Guess what, guys?? NEOSPORIN WORKS! Jorah Morman (Iain Glen) is all healed up, thanks to Sam (John Bradley) painstakingly peeling all the Greyscale off his body. Guys, why haven’t we tried just peeling it off before?!?!?!?! Dr. Jim Broadbent gives him a clean bill of health and sends him on his way, off to his Khaleesi, of course. As for Sam? He gets manuscript transcription duty for undertaking the dangerous procedure without permission. Sad trombone.

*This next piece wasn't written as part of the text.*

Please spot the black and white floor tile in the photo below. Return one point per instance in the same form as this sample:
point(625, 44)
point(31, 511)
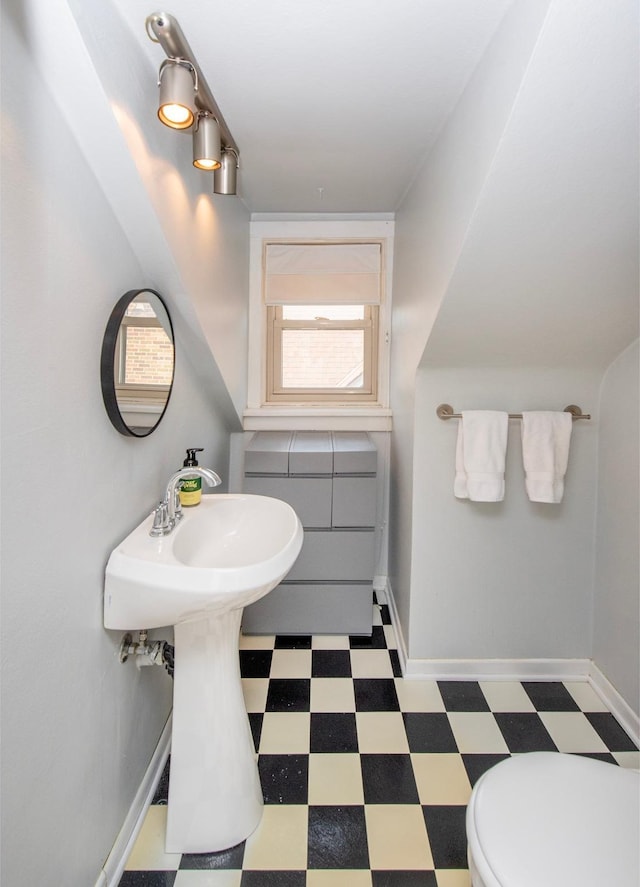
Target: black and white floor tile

Euron (Pilou Asbæk) is parading his “priceless gift”/wedding dowry of Ellaria Sand (Indira Varma) and his own niece Yara (Gemma Whelan) through the streets of Kings’ Landing, in front of all the citizens, who never met a Shame Parade they didn’t love. He delivers the bounty to his intended bride, Cersei (Lena Headey), along with some truly gross fratty bon mots about sex stuff that he delivers to Jaime (Nikolaj Coster-Waldau). Finger in the bum!
Cersei finally gets her revenge for Myrcella’s assassination at the hands (mouth) of Ellaria, and repays her by laying a wet, poisonous kiss on Ellaria’s daughter, a Sand Snake. Ellaria will be chained up in the dungeon and forced to watch her daughter die a poison death then rot away. Cersei, unleashing the true sadist that’s always been inside her.
Post-murder, Cersei and Jaime enjoy a sexy romp, and now that she’s the self-declared Queen of the Seven Kingdoms, she doesn’t even care who knows she’s fucking her brother. She takes a meeting with her lender from Braavos, and promises him that Lannisters always pay their debts, slaves and dragons can’t pay debts! She pledges to get him the money in a week.
When we finally see Casterly Rock, the ancestral home of House Lannister, it’s with the Unsullied laying waste to the few Lannister soldiers who have been left behind, because the rest of the Lannister army is at…
… Where they are plundering the Tyrell fortress with the help of the traitorous Tarlies (and probably taking all their gold to pay back the Braavosi bankers). Lady Olenna, Queen of Thorns (Diana Rigg), dresses herself in her mourning blacks and waits for Jaime to come and seal her fate. The two share a respectful conversation. She asks him how he will do it while he pours her a glass a wine. She asks about Joffrey’s sword, now hanging at Jaime’s side and sighs, “he really was a cunt wasn’t he?” She seems to concede that Cersei outdid her in terms of “unspeakable but necessary” things and that ultimately, her own downfall was her “failure of imagination.”
Jaime gives a conciliatory “the ends justify the means” argument, still sort of thinking that Cersei will rule over a peaceful kingdom at the end of this all. Olenna just says about the woman he loves, “she’s a disease, and I regret my role in spreading it.”
Don’t ever count out Olenna for a final burn, however. As Jaime adds poison to her wine, promising no pain, she chugs it down with a, “that’s good, I’d hate to die like your son.” She describes Joffrey’s death in sickening detail, saying it was “not at all what I intended.” Her last words? “Tell Cersei, I want her to know it was me.”
I hope everyone poured one out for the Queen of Thorns tonight, who died like she lived, delivering devastatingly sick burns always.